Every length tells a story, from my varied career in the entertainment industry, starting as a cover girl on a cookery book in 1966 to my passion for Crystal Palace football club. I do write about my early childhood, in particular contracting the killer disease polio when I was 14 months old, which, as you might have guessed, is Chapter 14.

As I was so young when I was diagnosed with polio, I had to rely on my parent’s account of events for my personal story, but I also did some research about polio generally and it was when I discovered Rotary International’s ‘End Polio Now’ campaign. The figures for naturally occurring poliovirus have been dwindling year on year since the campaign began, there were only 205 new cases in 2012. There is a real chance that the disease could be eradicated globally but we have to act quickly or risk the virus re-emerging. I have joined the world’s biggest online commercial, ‘This Close’, and I will be making a donation from the sales of my book.

I am one of the lucky ones, I am a polio survivor. The disease left me with badly wasted muscles from the waist down on my left side. When I left hospital on Christmas Eve 1957 I was wearing a calliper and my parents were told that this was always to be worn.

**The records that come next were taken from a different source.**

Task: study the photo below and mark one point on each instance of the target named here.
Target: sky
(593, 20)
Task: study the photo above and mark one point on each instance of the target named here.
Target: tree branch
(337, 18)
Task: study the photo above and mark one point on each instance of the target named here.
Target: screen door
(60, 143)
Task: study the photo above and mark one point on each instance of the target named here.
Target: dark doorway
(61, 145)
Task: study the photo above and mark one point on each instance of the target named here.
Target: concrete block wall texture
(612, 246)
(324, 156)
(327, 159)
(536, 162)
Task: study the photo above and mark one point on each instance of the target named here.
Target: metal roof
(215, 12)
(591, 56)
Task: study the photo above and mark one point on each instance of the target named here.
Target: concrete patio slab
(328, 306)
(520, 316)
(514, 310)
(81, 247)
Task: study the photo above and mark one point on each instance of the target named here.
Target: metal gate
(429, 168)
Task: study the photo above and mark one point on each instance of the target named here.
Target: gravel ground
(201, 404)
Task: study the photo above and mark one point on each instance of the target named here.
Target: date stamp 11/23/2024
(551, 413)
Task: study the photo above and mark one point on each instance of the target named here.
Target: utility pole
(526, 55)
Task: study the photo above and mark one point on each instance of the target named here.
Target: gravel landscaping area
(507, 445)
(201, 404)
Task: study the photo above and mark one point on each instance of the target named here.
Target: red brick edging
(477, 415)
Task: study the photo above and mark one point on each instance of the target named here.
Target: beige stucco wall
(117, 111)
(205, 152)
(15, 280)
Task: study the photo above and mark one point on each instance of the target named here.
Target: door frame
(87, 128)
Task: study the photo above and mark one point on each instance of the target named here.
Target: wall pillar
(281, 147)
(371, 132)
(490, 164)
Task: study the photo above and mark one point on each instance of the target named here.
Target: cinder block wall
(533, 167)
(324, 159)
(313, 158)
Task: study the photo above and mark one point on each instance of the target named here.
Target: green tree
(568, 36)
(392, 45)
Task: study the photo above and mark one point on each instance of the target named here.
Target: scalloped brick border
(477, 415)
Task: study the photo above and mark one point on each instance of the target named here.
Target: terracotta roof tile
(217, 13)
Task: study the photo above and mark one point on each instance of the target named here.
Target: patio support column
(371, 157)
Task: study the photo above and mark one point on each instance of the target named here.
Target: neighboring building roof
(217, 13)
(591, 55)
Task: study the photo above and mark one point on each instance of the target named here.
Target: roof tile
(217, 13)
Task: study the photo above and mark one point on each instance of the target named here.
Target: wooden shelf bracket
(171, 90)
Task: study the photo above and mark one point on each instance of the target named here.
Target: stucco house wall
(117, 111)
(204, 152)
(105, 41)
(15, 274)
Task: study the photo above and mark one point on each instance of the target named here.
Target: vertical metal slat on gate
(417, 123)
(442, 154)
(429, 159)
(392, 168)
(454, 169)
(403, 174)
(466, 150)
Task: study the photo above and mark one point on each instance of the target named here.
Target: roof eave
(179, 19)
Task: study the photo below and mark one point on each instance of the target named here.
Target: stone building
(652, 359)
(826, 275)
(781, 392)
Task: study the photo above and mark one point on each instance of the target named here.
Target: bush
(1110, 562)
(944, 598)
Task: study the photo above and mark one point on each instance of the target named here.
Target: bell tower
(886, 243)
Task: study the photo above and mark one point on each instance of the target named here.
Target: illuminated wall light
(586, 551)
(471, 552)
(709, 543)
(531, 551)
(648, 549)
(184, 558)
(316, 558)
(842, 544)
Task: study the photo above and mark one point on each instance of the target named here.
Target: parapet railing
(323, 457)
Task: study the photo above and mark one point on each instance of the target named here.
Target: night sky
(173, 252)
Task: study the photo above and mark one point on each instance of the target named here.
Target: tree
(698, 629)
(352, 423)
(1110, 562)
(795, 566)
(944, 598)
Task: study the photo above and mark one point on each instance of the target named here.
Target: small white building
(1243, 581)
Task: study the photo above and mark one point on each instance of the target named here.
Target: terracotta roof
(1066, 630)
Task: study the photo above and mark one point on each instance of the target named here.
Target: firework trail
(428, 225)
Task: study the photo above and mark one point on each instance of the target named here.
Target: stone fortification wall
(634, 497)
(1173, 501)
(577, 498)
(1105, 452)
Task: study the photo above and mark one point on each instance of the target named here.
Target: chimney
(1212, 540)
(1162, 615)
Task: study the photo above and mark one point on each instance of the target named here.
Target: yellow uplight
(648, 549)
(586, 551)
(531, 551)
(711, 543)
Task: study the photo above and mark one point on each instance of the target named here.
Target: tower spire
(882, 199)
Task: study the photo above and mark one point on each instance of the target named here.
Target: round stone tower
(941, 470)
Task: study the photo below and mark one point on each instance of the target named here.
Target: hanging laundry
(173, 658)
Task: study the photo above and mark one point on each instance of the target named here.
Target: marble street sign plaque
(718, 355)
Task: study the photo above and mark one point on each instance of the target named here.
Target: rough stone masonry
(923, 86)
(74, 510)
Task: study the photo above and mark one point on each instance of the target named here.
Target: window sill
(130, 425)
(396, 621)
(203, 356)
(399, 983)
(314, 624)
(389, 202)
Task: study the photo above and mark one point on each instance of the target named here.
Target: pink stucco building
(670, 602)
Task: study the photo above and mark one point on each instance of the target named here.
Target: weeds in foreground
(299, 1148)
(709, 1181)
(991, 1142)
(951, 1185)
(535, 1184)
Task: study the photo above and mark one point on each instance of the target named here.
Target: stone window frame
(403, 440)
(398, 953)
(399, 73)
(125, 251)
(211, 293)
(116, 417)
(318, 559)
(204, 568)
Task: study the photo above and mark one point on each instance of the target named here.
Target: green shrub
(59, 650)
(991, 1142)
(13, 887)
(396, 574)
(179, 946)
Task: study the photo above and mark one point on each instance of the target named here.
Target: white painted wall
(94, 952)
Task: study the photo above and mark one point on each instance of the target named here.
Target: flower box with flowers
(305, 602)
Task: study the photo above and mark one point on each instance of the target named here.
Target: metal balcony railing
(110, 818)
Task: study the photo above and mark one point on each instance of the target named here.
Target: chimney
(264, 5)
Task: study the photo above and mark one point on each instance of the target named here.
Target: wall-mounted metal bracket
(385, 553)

Fortunately for me they would not accept that my condition could not be improved, so as well as the physiotherapy sessions at the hospital my mum did exercises with me every day and I was taught to swim. The swimming and later dancing classes strengthened my leg but I still had a limp which was more pronounced when I was tired.

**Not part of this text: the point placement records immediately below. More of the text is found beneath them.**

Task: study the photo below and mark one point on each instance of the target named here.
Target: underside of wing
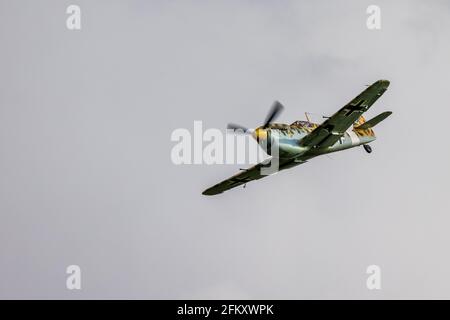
(247, 175)
(331, 130)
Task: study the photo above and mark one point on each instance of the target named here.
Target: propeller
(274, 112)
(235, 127)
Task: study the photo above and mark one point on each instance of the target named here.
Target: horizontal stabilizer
(374, 121)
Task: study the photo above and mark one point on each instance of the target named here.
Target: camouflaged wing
(329, 132)
(247, 175)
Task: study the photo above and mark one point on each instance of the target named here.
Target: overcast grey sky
(86, 176)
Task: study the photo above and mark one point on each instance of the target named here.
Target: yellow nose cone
(260, 134)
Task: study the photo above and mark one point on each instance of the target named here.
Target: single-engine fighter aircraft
(302, 140)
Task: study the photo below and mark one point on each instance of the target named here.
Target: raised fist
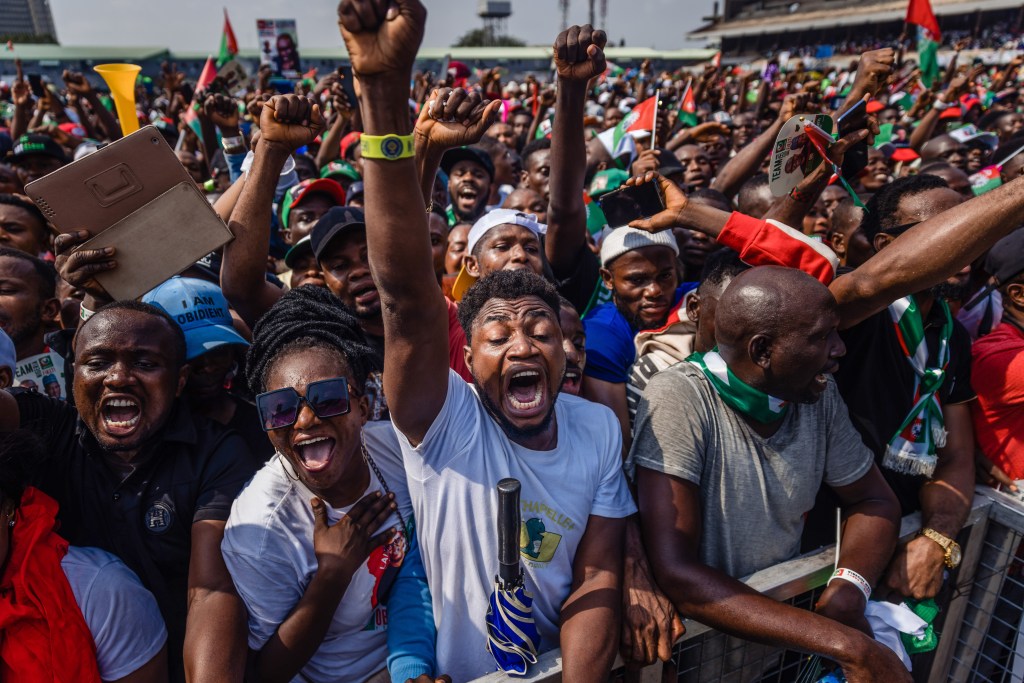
(222, 111)
(455, 118)
(382, 36)
(580, 53)
(290, 120)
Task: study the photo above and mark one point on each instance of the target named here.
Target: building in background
(27, 20)
(825, 28)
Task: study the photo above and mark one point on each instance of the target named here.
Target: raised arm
(215, 634)
(449, 119)
(382, 48)
(748, 161)
(590, 613)
(287, 122)
(579, 57)
(929, 252)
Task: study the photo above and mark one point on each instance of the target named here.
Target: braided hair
(308, 317)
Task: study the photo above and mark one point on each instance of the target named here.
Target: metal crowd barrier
(980, 635)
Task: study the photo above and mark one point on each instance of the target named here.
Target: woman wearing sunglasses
(321, 543)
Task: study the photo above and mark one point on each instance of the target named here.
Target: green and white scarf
(912, 449)
(737, 394)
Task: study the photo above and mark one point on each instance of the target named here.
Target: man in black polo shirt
(892, 408)
(137, 474)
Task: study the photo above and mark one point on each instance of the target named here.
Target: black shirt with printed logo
(189, 471)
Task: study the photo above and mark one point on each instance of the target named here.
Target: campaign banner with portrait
(279, 46)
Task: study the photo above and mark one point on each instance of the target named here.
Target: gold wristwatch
(951, 548)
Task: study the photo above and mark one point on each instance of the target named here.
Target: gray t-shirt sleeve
(121, 614)
(847, 459)
(672, 428)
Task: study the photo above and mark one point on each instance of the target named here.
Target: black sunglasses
(280, 409)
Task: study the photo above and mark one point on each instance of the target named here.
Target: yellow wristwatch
(390, 147)
(951, 548)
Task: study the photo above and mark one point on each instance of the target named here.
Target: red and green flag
(985, 179)
(643, 117)
(919, 12)
(205, 79)
(688, 107)
(228, 44)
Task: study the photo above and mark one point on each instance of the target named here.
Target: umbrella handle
(508, 529)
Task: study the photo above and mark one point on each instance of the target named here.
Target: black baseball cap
(1005, 261)
(453, 157)
(38, 144)
(333, 223)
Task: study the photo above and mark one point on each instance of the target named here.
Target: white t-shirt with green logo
(452, 477)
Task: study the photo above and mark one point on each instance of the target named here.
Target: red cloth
(457, 343)
(920, 12)
(44, 636)
(771, 243)
(997, 378)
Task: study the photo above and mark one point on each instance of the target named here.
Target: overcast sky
(195, 25)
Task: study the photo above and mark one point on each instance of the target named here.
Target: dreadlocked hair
(308, 317)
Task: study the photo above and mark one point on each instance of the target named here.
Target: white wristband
(853, 578)
(232, 142)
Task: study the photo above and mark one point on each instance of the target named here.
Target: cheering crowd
(281, 465)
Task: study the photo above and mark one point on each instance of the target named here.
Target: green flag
(929, 55)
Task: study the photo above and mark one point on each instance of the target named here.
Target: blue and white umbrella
(512, 635)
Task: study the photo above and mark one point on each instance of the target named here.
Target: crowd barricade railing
(982, 611)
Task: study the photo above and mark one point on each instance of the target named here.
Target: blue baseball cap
(201, 309)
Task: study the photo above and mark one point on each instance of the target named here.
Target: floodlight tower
(495, 14)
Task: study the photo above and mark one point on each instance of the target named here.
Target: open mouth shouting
(525, 394)
(572, 380)
(466, 197)
(313, 453)
(120, 416)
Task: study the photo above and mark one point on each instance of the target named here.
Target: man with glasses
(136, 473)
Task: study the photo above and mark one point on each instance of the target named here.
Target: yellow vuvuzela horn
(121, 80)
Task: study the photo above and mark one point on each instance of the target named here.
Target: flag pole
(653, 132)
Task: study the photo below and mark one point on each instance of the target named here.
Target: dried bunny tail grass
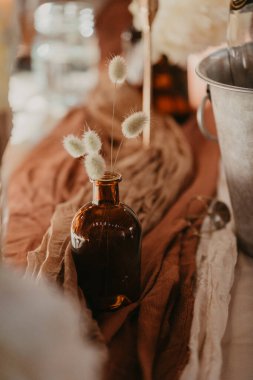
(95, 166)
(134, 124)
(117, 70)
(92, 142)
(74, 146)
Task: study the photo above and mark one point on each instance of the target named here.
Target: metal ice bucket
(233, 112)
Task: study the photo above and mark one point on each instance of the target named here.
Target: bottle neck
(106, 190)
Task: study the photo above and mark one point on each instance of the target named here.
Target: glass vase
(106, 245)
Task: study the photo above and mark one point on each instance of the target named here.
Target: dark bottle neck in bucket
(106, 189)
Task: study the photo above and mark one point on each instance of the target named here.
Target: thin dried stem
(113, 114)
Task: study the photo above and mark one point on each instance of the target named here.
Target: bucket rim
(206, 61)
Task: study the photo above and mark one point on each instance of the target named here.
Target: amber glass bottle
(106, 244)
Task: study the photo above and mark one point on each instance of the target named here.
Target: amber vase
(106, 245)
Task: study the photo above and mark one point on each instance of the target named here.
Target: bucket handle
(201, 116)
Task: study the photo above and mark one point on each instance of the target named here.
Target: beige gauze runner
(216, 259)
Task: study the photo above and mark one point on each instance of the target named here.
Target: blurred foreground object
(8, 41)
(65, 52)
(41, 335)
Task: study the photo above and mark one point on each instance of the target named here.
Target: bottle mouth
(108, 177)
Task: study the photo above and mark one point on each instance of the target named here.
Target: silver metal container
(233, 112)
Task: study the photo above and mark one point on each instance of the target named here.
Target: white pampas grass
(95, 166)
(183, 27)
(92, 142)
(134, 124)
(117, 70)
(74, 146)
(40, 334)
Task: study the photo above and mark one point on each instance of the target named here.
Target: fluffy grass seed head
(74, 146)
(117, 70)
(94, 165)
(92, 142)
(134, 124)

For years I would make excuses if people noticed my limp and asked me if I had hurt my leg. Then about five years ago I made the decision that I didn’t want to make excuses anymore. It was not my fault I had contracted polio, I needed to ‘come out’ and give other people in a similar situation the confidence to accept and celebrate the fact that we are different. It was liberating.

I will be doing a sponsored swim later in the spring for this charity and also for Leukaemia & Lymphoma Research. Why this second charity you might be asking? Well, in April 2012, during a routine health check I was found to have an abnormally high white blood cell count. I was advised to see a consultant haematologist as soon as possible and two weeks later, when the results from my bone marrow biopsy were back, it was confirmed that I had chronic myeloid leukaemia. This is a fairly rare blood cancer with only around 600 cases diagnosed in the UK each year.

My consultant, Professor Anthony H Goldstone CBE, told me I was very unlucky to have this condition but very fortunate to have it now rather than 10 years ago. There has been a huge amount of research into this type of cancer, thanks to charities like LLR, and there are now what can only be described as ‘miracle drugs’ to help control the condition.